«Политическое горе»: без ламентаций

“WARPED MOURNING: Stories of the Undead in the Land of the Unburied” — таково заглавие пока не переведенной на русский язык новой книги Александра Эткинда. Искаженное, «кривое» горе. Мы встретились с автором для «полевого» интервью.

Карта памяти 15.07.2013 // 1 933
© www.facebook.com/alexander.etkind

От редакции: После смерти Сталина Советское государство разрушило свою систему террора и пыток, а потом и само разрушилось. Но работа горя по миллионам замученных и погибших оказалась незаконченной. Основной тезис этой книги в том, что в менявшихся условиях политических ограничений позднесоветская и постсоветская культура породила уникальное разнообразие мемориальных практик, в которых выразилась их одержимость непохороненным прошлым. Горе миметично, и потому в повторяющихся фантазмах насилия, протеста и переворачивания властных отношений, характерных для постсталинской культуры, воспроизводятся черты советской катастрофы и ее главного героя — лагерного «доходяги». Читатель этой книги узнает много нового о хорошо известных ему российских авторах, от Андрея Синявского до Алексея Германа; и о ведущих европейских философах, Жаке Деррида и Джорджо Агамбене, с их противоречивым отношением к советской катастрофе; и о замечательном искусстве малоизвестного художника Бориса Свешникова, забытых текстах Юлия Даниэля, непонятом контексте шекспировских фильмов Григория Козинцева. Используя современные методы критической теории, Александр Эткинд перечитывает тексты разных культурных жанров — повести и фильмы, исторические исследования и художественные фантазии, мемуары и мемориалы — и приходит к выводу о «магическом историзме» как ведущем направлении постсталинской культуры.

Александр Эткинд — профессор Кембриджского университета и Европейского университета во Флоренции, автор многих книг от «Эроса невозможного. История психоанализа в России» (1993) до “Internal Colonization. Russia’s Imperial Experience” (2011).
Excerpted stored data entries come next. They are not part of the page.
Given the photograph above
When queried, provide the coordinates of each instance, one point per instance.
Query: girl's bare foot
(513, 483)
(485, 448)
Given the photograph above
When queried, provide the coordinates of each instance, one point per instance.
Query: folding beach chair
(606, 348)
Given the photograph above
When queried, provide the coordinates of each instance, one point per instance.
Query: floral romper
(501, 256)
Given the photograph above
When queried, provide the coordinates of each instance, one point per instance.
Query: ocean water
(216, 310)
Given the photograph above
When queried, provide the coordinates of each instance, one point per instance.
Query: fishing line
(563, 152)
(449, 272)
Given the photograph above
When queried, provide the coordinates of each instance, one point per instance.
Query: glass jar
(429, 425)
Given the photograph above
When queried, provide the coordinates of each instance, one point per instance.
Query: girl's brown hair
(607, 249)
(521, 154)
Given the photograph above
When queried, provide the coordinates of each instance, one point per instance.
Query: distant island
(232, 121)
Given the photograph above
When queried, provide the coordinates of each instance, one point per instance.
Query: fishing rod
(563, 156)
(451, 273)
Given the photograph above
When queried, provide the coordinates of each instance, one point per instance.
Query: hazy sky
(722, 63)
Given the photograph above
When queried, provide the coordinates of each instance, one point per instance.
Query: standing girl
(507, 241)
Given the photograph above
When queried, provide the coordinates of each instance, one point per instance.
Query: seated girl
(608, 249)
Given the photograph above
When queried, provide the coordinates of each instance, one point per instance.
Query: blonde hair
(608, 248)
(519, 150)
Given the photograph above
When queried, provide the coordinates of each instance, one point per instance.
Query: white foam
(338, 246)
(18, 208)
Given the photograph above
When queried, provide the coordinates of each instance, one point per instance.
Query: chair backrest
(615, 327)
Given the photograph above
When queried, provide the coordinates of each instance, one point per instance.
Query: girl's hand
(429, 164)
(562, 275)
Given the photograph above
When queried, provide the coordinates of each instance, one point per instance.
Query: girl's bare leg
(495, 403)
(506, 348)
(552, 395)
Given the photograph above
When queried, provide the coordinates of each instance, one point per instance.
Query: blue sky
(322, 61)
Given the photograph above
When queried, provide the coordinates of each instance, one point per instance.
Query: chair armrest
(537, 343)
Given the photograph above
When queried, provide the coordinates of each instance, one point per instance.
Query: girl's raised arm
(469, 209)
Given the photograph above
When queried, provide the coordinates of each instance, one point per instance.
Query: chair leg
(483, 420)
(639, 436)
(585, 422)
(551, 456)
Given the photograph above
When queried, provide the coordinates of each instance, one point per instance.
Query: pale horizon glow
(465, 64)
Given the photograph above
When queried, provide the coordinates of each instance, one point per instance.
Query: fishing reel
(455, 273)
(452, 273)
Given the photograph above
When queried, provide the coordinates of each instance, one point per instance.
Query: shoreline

Книга Эткинда “Warped Mourning. Stories of the Undead in the Land of the Unburied” издана “Stanford University Press” в 2013 году: http://www.amazon.com/Warped-Mourning-Stories-Unburied-Cultural/dp/0804773939/ref=pd_sim_b_1

Книга сразу получила восторженные рецензии, в частности в журнале “The Economist”: http://www.economist.com/news/books-and-arts/21573526-pervasive-pain-russias-past-do-and-die

— Скажите, а кто герой памяти в вашей новой книге? У нас о памяти нередко рассуждают крайне безлично. То есть оказывается, что «коллективная память» свойственна всем, а «личная» якобы беспрепятственно переходит в коллективную. Можно, конечно, держаться концепции Вальтера Беньямина, что существует единая матрица коллективной и индивидуальной памяти, но с ней не всякий согласится. Как взаимодействуют разные уровни памяти, если речь заходит о вашей теме — политическом горе?
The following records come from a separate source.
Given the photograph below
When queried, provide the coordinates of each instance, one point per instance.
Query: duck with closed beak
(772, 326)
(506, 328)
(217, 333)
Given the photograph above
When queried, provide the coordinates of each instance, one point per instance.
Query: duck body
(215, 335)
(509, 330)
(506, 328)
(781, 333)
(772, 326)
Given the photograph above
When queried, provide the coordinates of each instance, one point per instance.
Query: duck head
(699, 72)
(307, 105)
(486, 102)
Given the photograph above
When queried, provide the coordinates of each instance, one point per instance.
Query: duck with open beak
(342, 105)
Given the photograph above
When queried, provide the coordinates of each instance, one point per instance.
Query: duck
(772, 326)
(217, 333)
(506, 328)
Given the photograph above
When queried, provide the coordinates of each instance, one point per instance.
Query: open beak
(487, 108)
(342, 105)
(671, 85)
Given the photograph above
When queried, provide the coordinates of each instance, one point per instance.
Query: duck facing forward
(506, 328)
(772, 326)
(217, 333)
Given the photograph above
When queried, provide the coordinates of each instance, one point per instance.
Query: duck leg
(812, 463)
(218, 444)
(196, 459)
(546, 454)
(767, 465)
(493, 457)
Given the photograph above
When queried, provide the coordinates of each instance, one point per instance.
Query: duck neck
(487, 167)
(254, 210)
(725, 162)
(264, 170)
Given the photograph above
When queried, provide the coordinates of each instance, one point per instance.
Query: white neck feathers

— Коллективная память принципиально отличается от личной памяти. И личная память есть, естественно, у каждого. А вклад в культурную память — я предпочитаю говорить о культурной памяти, поскольку не очень верю в коллективную память, — вносят люди, обладающие продуктивностью в каком-то жанре культуры. Речь идет о писателях, режиссерах, историках, философах, может быть, психологах. И иногда характер этого культурного вклада может быть связан с их личным путем. Например, Анджей Вайда потерял своего отца в Катыни, и на протяжении своей карьеры он снимал разные фильмы вроде бы совсем на другую тему, но на самом деле все об одном и том же. И в конце концов он снял фильм о предмете, который, я думаю, его всегда в наибольшей степени интересовал, но он не мог его снять по разным причинам, не только цензурным. Так что в данном случае его личная память или воображение, потому что память всегда связана с воображением, позволила ему внести вклад в память коллективную. В фильме Вайды много материала принадлежит воображению художника, а не памяти историка, но на деле это память другого уровня: память, вошедшая в национальную и потом в глобальную культуру.
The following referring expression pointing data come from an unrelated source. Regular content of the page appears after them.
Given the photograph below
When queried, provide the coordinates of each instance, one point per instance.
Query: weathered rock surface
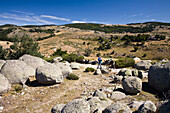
(76, 106)
(132, 85)
(32, 61)
(17, 71)
(4, 84)
(2, 62)
(117, 108)
(49, 74)
(143, 65)
(159, 77)
(165, 108)
(147, 107)
(57, 108)
(65, 68)
(97, 72)
(57, 59)
(116, 95)
(100, 94)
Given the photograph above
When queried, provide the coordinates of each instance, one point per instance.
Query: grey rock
(2, 62)
(97, 72)
(164, 108)
(32, 61)
(76, 106)
(65, 68)
(117, 108)
(143, 65)
(117, 78)
(17, 71)
(100, 94)
(4, 84)
(136, 104)
(75, 66)
(57, 108)
(116, 95)
(57, 59)
(49, 74)
(159, 77)
(147, 107)
(140, 74)
(105, 71)
(132, 85)
(135, 73)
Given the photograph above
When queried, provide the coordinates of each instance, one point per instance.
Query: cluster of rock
(100, 103)
(18, 71)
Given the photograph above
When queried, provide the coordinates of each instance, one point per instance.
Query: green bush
(70, 57)
(89, 69)
(72, 77)
(50, 59)
(124, 62)
(79, 59)
(18, 87)
(87, 51)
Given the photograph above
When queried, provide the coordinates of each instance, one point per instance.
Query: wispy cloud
(22, 12)
(54, 17)
(78, 21)
(27, 18)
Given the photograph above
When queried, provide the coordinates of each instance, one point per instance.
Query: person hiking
(99, 62)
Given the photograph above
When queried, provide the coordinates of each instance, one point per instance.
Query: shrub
(50, 59)
(89, 69)
(79, 59)
(136, 48)
(124, 62)
(18, 87)
(88, 51)
(72, 76)
(59, 52)
(70, 57)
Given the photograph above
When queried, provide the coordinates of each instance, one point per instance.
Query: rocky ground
(41, 99)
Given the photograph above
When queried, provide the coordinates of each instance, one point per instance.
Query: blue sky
(40, 12)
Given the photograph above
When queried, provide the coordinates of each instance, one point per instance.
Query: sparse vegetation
(124, 62)
(89, 69)
(72, 77)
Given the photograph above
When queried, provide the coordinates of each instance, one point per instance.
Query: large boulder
(4, 84)
(132, 85)
(65, 68)
(97, 72)
(100, 94)
(116, 95)
(117, 108)
(143, 65)
(17, 71)
(159, 77)
(49, 74)
(147, 107)
(2, 62)
(32, 61)
(57, 59)
(76, 106)
(57, 108)
(164, 108)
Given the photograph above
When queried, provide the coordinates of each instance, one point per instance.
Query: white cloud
(78, 21)
(54, 17)
(22, 12)
(27, 18)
— Но у вас одна из идей книги — то, что политическое горе продуктивно. С какой точки зрения — творческого преображения памяти или же преодоления собственной травмы, ставшего преодолением травмы общей?

— Преодоление травмы продуктивно, потому что появляются культурные продукты, которые иначе бы не появились. В том случае, если личная травма автора является частью общественной катастрофы, эти культурные тексты имеют успех в сообществе. Про Вайду, я думаю, понятно, но давайте обратимся к такому российскому автору, как Владимир Высоцкий, который начинал, если вы помните, с того, что придумал жанр блатных песен. И хорошо известно, в каком кругу людей он придумал этот жанр. Там вместе общались молодые историки, московские интеллектуалы, люди из тогдашней тусовки, такие как Андрей Синявский, и те, кто только вернулся из лагерей. И эти люди, возможно, пели лагерные песни, или они могли рассказать о том, как в лагерях поют песни, какое там это имеет значение или что-то в этом роде. И вот Высоцкий, совсем молодой парень, под руководством Синявского, который был его ментором, искал свой путь как актер. Под влиянием этих людей он изобрел такой жанр, который стал лицом или, точнее, голосом советской культуры этого времени, — голос Высоцкого. И для исследователя, человека, который пишет книгу вроде моей, принципиальное значение имеет такой вопрос: каковы были источники информации у Высоцкого? Является ли этот жанр блатной песни, каким мы его знаем и чуть ли не сразу можем воспроизвести по памяти, непрерывной культурной традицией, которую Высоцкий перенял у людей, пришедших из лагеря? Или произошло что-то вроде того, как этнографы уходят в деревню и записывают пословицы и другой фольклор, то есть человек одной культуры встретился с другой культурой, считает ее подлинной и записывает ее так, что эта культура переливается в другую форму, например устная культура — в письменную или рассказы о лагерях — в блатную песню. Или, может быть, Высоцкий как человек гениальный все это придумал с нуля и воплотил то, что люди за неимением лучших слов называют духом времени?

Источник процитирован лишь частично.